Za zniżki na tych metalach szlachetnych odpowiadają lepsze dane z amerykańskiego rynku pracy oraz coraz wolniejszy spadek inflacji konsumenckiej i producenckiej w Stanach. Wczoraj poznaliśmy odczyt inflacji producenckiej za styczeń, która wyniosła 6 proc. r/r wobec prognozy na poziomie 5,4 proc. Inflacja bazowa wyniosła 5,4 proc. r/r (prognoza 4,9 proc.). Zrewidowane w górę zostały także odczyty za grudzień, co również nie jest pozytywną informacją. Mieszanka tych danych wzmogła oczekiwania na bardziej jastrzębie działania przez FED. Indeks dolara od początku lutego podrożał o 3 proc., a rentowność 10-letnich amerykańskich obligacji znajduje się na poziomie 3,85 proc., co jest najwyższym wskazaniem od 7 tygodni. Widać tu bardzo dobrze, że siła dolara negatywnie wpływa na złoto i srebro. Nie bez powodu metale i surowce nazywane są antydolarami.

Sytuacja na innych metalach szlachetnych jest dużo gorsza. Na platynie spadki obserwujemy od 6 tygodni, metal ten traci w tym czasie 17 proc. Pallad swój historyczny szczyt zanotował w marcu zeszłego roku i od tamtej pory znajduje się w trendzie spadkowym. Spadki sięgają już ponad 50 proc., a to za sprawą obniżek prognoz popytu na ten metal.

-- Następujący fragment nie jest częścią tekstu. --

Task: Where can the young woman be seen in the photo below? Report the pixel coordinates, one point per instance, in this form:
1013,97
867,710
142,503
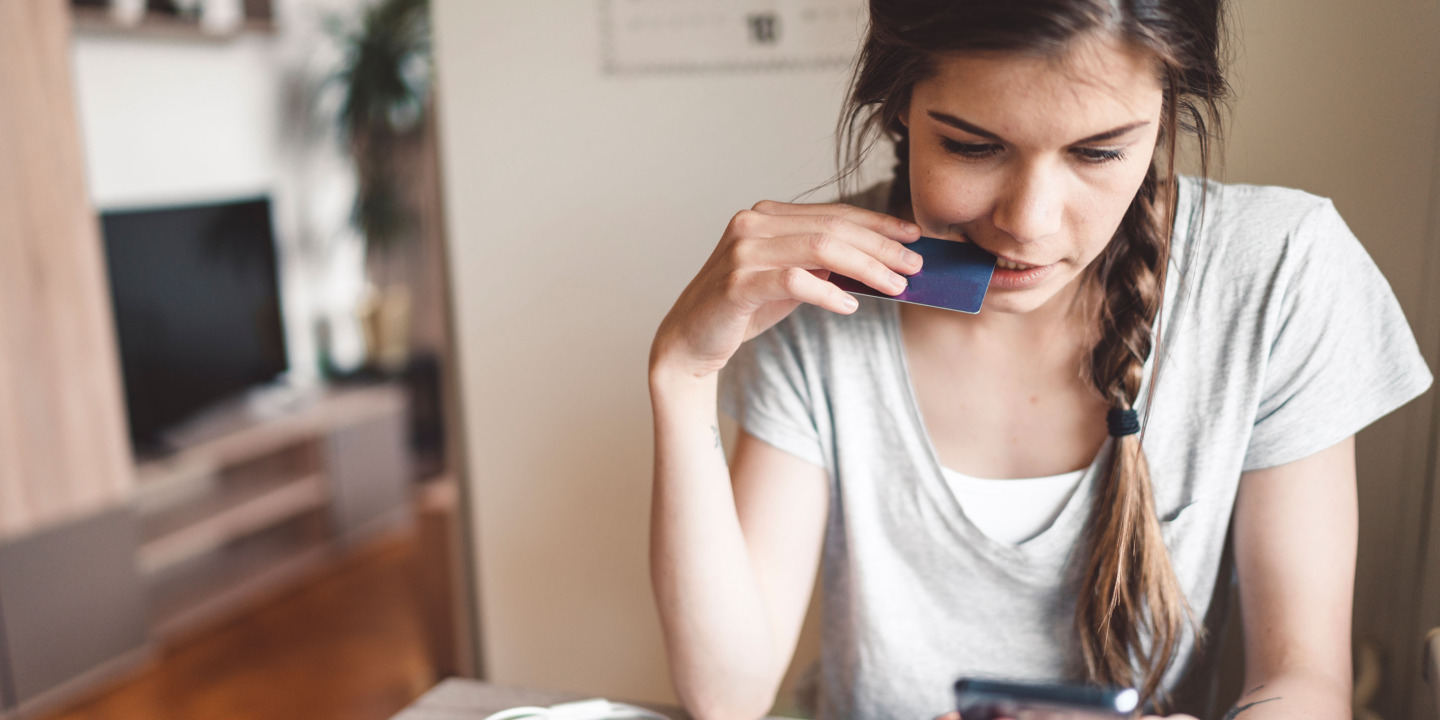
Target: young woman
1243,329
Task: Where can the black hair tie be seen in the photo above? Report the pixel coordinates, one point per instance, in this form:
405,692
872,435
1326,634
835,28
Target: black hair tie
1122,422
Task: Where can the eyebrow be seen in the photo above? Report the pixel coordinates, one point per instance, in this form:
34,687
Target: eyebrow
975,130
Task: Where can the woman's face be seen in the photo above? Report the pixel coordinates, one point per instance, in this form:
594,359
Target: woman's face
1033,159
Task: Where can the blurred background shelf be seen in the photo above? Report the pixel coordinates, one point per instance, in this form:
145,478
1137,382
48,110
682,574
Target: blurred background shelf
160,19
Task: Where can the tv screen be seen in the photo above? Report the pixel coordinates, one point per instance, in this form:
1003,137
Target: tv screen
196,308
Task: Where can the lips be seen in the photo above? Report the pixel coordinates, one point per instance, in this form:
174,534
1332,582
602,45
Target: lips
1007,264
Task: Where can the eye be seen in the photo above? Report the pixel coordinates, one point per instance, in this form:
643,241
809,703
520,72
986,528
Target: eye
971,150
1098,156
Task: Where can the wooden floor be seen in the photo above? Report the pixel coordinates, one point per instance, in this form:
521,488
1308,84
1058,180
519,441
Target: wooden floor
347,645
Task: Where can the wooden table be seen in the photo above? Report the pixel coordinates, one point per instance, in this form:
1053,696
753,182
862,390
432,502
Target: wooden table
458,699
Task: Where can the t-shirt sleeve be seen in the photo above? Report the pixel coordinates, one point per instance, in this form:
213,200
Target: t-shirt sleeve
1341,353
766,390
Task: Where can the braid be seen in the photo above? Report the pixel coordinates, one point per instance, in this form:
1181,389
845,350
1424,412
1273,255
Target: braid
1131,605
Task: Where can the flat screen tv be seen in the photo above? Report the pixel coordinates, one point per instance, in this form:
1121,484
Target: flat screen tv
196,304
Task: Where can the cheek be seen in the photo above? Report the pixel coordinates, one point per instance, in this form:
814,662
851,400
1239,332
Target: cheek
945,193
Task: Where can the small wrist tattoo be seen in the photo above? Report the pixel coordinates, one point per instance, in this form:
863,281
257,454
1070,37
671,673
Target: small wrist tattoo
1234,712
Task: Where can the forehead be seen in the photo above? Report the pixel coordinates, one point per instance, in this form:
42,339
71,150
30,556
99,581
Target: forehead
1093,85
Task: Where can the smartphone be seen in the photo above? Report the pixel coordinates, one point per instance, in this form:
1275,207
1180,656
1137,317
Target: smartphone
991,699
955,277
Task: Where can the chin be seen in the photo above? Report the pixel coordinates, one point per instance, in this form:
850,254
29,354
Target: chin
1017,301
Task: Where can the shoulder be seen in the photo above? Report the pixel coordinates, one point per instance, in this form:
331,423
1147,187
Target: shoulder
814,330
1253,218
1259,236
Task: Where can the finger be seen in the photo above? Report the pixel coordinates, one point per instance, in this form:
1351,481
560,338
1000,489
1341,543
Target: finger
795,284
824,252
820,228
887,225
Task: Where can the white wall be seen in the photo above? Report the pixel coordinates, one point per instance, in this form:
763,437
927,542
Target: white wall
180,120
578,208
1342,100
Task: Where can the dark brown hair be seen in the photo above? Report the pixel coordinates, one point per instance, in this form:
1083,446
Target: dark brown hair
1129,606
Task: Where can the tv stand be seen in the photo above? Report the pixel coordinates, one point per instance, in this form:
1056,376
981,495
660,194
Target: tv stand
249,504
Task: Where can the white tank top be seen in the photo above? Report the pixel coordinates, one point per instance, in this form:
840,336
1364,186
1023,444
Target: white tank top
1013,510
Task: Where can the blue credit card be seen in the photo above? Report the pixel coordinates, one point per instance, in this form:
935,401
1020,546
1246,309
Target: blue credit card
955,277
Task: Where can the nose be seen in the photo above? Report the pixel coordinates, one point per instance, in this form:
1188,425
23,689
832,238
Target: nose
1030,203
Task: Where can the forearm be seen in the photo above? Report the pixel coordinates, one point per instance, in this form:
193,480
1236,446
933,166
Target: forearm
717,630
1293,694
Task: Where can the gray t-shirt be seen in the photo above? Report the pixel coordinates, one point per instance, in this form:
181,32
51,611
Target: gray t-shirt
1282,340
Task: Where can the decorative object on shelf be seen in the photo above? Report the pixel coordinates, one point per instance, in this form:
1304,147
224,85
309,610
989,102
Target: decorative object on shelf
189,19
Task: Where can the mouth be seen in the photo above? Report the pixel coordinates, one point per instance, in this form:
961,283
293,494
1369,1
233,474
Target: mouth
1013,265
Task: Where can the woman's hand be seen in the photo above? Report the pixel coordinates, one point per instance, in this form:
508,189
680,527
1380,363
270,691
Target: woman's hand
772,258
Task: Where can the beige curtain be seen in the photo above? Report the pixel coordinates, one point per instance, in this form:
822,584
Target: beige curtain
62,428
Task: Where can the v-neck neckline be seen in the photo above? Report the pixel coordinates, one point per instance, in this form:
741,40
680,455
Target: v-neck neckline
932,480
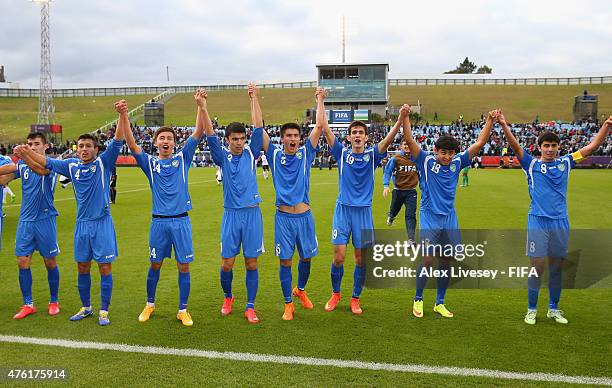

Zdaje się, że złoto i srebro trochę za wcześnie wyceniły koniec podwyżek stóp procentowych w USA i teraz ceny tych metali muszą to „odchorować". Jednak perspektywy na resztę roku pozostają wciąż pozytywne. W miarę pogłębiania obecnej korekty inwestorzy mogą coraz przychylniej patrzeć na dodanie tych metali szlachetnych do swojego portfela inwestycyjnego.